Rencana Kementerian Pendidikan dan Kebudayaan menerapkan kebijakan delapan jam belajar dalam lima hari menimbulkan perdebatan hangat. Ada kalangan yang memberikan dukungan, namun tak sedikit justru menolak implementasi Penguatan Pendidikan Karakter (PPK) program menteri baru itu.
Menteri Pendidikan dan Kebudayaan, Muhadjir Effendiy menjelaskan ada lima nilai utama yang akan dikembangkan dalam program kebijakan full day school itu, masing-masing nilai religius, nasionalis, gotong-royong, mandiri, dan integritas. Proporsinya lebih banyak ke pembentukan karakter yaitu sekitar 70 persen dan pengetahuan 30 persen.
Dengan pendekatan baru itu, para guru akan diarahkan mengurangi ceramah di kelas dan diganti aktivitas positif, seperti mengikuti madrasah diniyah bagi siswa muslim. Guru wajib mengetahui dan memastikan siswanya mengikuti proses pelajaran agama sebagai bagian penguatan religiusitas.
Sebagai upaya baru, kebijakan Kemendikbud ini menarik dikaji dari sudut pemikiran kepentingan pendidikan, yang selama masih terbelanggu banyak masalah, seperti problema muatan kurikulum yang dianggap terlalu berat; materi-materi pelajaran terlalu banyak sehingga sangat membebani anak didik dalam belajar. Termasuk kecenderungan menjejali anak didik dengan berbagai pelajaran yang sebenarnya tidak menjadi kebutuhan peserta didik. Tidak juga menjadi pilihan mereka.
Selain itu, selama ini dunia pendidikan cenderung menekankan teori dengan metode ceramah, sangat monoton. Sementara kebutuhan praksis terkait pembinaan moral, karakter, dan mental relatif kurang mendapat perhatian. Anak didik akhirnya lebih banyak sekadar memahami teori daripada menerapkan berbagai pelajaran yang diperoleh di sekolah.
Sistem pendidikan delapan jam, dalam proses belajar minim ceramah itu, jika konsepsi PPK ini dapat berjalan baik, dapat membangkitkan kegairahan anak didik.

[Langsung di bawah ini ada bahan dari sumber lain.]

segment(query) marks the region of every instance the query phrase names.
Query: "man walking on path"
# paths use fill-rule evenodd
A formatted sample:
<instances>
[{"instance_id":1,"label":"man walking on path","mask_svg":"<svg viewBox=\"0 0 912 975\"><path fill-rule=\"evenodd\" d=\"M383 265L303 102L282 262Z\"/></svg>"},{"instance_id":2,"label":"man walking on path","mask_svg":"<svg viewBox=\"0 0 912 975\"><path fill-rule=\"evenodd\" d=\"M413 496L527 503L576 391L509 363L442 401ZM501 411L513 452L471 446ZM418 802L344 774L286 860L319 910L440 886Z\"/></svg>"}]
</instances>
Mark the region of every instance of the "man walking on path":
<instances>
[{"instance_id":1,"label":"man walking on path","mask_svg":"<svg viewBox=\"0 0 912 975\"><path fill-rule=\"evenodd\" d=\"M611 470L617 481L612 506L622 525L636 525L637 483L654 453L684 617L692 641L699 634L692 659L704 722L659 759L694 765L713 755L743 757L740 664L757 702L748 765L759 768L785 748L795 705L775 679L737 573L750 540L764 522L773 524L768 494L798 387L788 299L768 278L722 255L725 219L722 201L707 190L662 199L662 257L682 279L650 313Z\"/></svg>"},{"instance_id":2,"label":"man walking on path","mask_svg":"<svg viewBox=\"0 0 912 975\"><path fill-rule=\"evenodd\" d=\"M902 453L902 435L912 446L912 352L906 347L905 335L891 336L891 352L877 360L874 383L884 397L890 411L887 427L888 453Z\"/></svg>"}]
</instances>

Apalagi ada penambahan durasi waktu libur yang lebih banyak –Sabtu sampai Minggu- sehingga memberi jeda lebih panjang pada anak didik untuk istirahat dan berkumpul bersama keluarga.
Hal menarik lainnya, dengan sistem pendidikan delapan jam ini, seluruh anak didik akan lebih banyak berada dalam bimbingan dan pengawasan orang tua. Jadi, ketika anak sampai di rumah, relatif lebih cepat bertemu para orang tua. Dengan begitu, kemungkinan terjadi perilaku kurang baik di luar kontrol orang tua dapat ditekan.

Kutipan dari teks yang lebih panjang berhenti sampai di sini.